Q2売上高は過去最高の222億ドルで、前年同期比48%増。AI半導体売上高だけで143%増の108億ドルに跳ね上がった。当四半期のAI受注残は300億ドルを超えた。
フリーキャッシュフローは過去最高の103億ドルに達し、売上高の46%に相当する。デット・エクイティ比率は0.74に改善され、1年前の1.0、2年前の1.65から低下した。
売り込みを招いた懸念の一つは、粗利益率の低下だった。連結粗利益率は前年同期比230ベーシスポイント低下して77.1%となり、Q3にはさらに約74%まで低下する見込みだ。
しかし、その理由が重要だ。AI半導体はソフトウェアに比べて粗利益率が低い。AIがBroadcomの売上高に占める割合が大きくなるにつれ、連結利益率は自然と低下する。これはミックスシフトであり、収益性の問題ではない。
営業利益率はより良い状況を示している。Q2は過去最高の67.3%で、経営陣はQ3も約67%を見込んでいる。
インフラソフトウェアの売上高も堅調を維持し、Q2は前年同期比9%増の72億ドルに達し、粗利益率は93%近くとなった。
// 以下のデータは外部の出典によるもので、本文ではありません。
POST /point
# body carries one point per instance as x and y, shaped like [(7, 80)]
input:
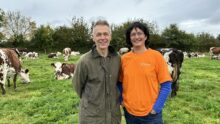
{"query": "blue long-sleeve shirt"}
[(165, 90)]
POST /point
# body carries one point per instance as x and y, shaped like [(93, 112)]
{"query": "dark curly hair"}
[(142, 27)]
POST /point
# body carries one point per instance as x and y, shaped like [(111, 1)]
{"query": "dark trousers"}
[(148, 119)]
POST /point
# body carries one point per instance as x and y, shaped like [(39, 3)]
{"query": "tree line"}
[(19, 31)]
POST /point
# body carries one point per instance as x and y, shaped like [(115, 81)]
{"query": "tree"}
[(2, 14), (80, 35), (18, 27)]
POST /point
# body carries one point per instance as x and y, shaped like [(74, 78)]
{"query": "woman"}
[(146, 81)]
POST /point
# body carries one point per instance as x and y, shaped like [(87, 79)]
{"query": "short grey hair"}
[(101, 22)]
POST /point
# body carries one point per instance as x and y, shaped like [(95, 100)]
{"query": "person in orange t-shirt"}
[(145, 79)]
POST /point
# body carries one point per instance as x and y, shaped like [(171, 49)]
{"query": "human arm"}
[(165, 90), (79, 78)]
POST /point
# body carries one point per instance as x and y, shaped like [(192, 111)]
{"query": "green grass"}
[(46, 100)]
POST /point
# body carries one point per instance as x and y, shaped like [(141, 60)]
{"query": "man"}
[(146, 82), (95, 80)]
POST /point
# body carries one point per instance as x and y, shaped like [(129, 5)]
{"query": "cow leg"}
[(14, 80), (175, 88), (9, 82), (3, 88)]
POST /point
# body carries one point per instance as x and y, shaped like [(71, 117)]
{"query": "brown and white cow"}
[(10, 67), (215, 52), (63, 70), (174, 59), (123, 50), (66, 53)]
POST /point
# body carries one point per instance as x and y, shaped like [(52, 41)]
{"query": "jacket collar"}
[(111, 52)]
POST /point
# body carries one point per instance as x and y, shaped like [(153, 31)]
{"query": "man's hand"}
[(153, 112)]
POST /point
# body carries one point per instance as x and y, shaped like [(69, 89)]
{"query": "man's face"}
[(101, 36)]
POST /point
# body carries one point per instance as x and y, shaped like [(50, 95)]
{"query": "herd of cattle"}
[(10, 64)]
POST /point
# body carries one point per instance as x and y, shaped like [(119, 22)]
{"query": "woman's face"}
[(137, 37)]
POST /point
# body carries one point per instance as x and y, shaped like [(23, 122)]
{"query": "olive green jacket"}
[(95, 79)]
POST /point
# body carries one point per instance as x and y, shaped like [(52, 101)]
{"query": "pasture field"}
[(48, 101)]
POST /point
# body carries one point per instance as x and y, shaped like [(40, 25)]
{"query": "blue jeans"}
[(148, 119)]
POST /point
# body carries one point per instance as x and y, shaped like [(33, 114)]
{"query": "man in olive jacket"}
[(95, 80)]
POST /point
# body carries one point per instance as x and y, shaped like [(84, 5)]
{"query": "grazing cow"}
[(31, 55), (123, 50), (75, 53), (10, 67), (215, 52), (66, 53), (174, 59), (63, 70), (52, 55)]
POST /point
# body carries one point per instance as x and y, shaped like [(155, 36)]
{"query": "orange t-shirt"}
[(141, 76)]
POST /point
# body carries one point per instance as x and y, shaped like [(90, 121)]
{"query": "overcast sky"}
[(194, 16)]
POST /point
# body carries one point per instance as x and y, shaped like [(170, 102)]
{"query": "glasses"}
[(137, 33)]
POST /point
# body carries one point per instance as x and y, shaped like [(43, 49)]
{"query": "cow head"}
[(24, 73), (62, 70), (58, 70)]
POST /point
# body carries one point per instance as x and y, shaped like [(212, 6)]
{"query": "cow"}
[(215, 52), (63, 70), (52, 55), (75, 53), (174, 59), (66, 53), (31, 55), (10, 67), (123, 50)]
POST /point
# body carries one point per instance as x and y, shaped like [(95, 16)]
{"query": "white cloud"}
[(192, 16)]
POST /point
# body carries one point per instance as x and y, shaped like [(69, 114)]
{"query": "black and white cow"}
[(10, 67), (63, 70), (174, 59), (66, 53), (52, 55), (215, 52)]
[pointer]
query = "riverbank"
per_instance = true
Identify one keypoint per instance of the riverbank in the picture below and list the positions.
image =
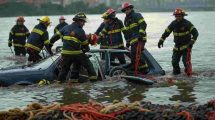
(24, 9)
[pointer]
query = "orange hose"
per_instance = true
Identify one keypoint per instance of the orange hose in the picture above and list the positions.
(188, 63)
(186, 114)
(86, 112)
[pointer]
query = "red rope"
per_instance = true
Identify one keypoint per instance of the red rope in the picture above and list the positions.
(186, 114)
(137, 58)
(188, 63)
(86, 112)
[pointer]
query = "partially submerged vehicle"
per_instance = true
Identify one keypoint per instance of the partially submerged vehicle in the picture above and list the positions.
(48, 69)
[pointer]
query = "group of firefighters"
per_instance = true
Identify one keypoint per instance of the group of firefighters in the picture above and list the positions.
(108, 35)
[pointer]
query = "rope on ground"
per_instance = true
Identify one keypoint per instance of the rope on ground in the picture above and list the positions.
(186, 114)
(28, 113)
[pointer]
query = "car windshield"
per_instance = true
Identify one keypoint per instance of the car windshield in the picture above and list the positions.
(44, 64)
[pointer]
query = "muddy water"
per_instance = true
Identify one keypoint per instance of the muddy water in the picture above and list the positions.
(197, 89)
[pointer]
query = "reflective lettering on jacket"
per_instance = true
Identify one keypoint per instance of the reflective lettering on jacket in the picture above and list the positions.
(38, 38)
(113, 31)
(135, 27)
(18, 35)
(59, 27)
(183, 33)
(73, 37)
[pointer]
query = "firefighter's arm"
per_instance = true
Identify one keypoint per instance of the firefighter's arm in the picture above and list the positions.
(142, 27)
(56, 37)
(11, 35)
(27, 33)
(166, 33)
(194, 33)
(56, 29)
(103, 33)
(84, 41)
(100, 28)
(47, 43)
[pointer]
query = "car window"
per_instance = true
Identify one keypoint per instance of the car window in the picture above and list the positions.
(115, 56)
(44, 64)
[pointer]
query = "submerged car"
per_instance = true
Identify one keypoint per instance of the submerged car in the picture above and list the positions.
(48, 69)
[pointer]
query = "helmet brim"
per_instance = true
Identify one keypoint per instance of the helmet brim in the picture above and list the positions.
(180, 14)
(123, 10)
(80, 19)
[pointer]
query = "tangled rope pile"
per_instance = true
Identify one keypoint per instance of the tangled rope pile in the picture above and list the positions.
(28, 113)
(115, 111)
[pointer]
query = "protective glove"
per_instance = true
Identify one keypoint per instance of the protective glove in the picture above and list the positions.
(190, 44)
(49, 47)
(9, 44)
(143, 44)
(85, 48)
(160, 43)
(127, 44)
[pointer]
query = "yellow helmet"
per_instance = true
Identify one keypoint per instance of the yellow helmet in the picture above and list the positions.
(44, 19)
(43, 82)
(104, 15)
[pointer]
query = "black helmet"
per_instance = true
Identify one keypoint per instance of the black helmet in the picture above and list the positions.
(80, 16)
(109, 14)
6月2日、HSBCアナリストのFrank Leeは、AVGOの目標株価を450ドルから600ドルに引き上げ、買い推奨を維持した。LeeはASIC売上高のモメンタムが2026会計年度下半期から2027会計年度にかけて加速すると指摘した。
同氏は、BroadcomがGoogleのTPU v7を供給する予定であり、v6よりも高い平均販売価格を持つと指摘した。MetaもASICの自社開発を加速させている。AnthropicとOpenAIは、2026会計年度および2027会計年度に開始予定の複数年契約のもとに加わった。
HSBCは現在、BroadcomのASIC売上高を2026会計年度に460億ドル、2027会計年度に1,002億ドルと試算しており、それぞれストリートコンセンサスを23%、26%上回っている。
2028年にBroadcomがGoogleのTPUビジネスを失うとの懸念についても言及された。HSBCは、両社間の供給契約が2031年まで続くことを指摘した。
バリュエーションについては、AVGOの予想PERは約37.1倍。これはMarvellの65.3倍、AMDの62.5倍と比較される。
TipRanksは現在、過去3ヶ月間の27件のアナリスト評価に基づき「Strong Buy(強気買い)」のコンセンサスレーティングを示している。内訳は買い24件、中立3件、売りゼロ。12ヶ月平均目標株価は512.88ドルとなっている。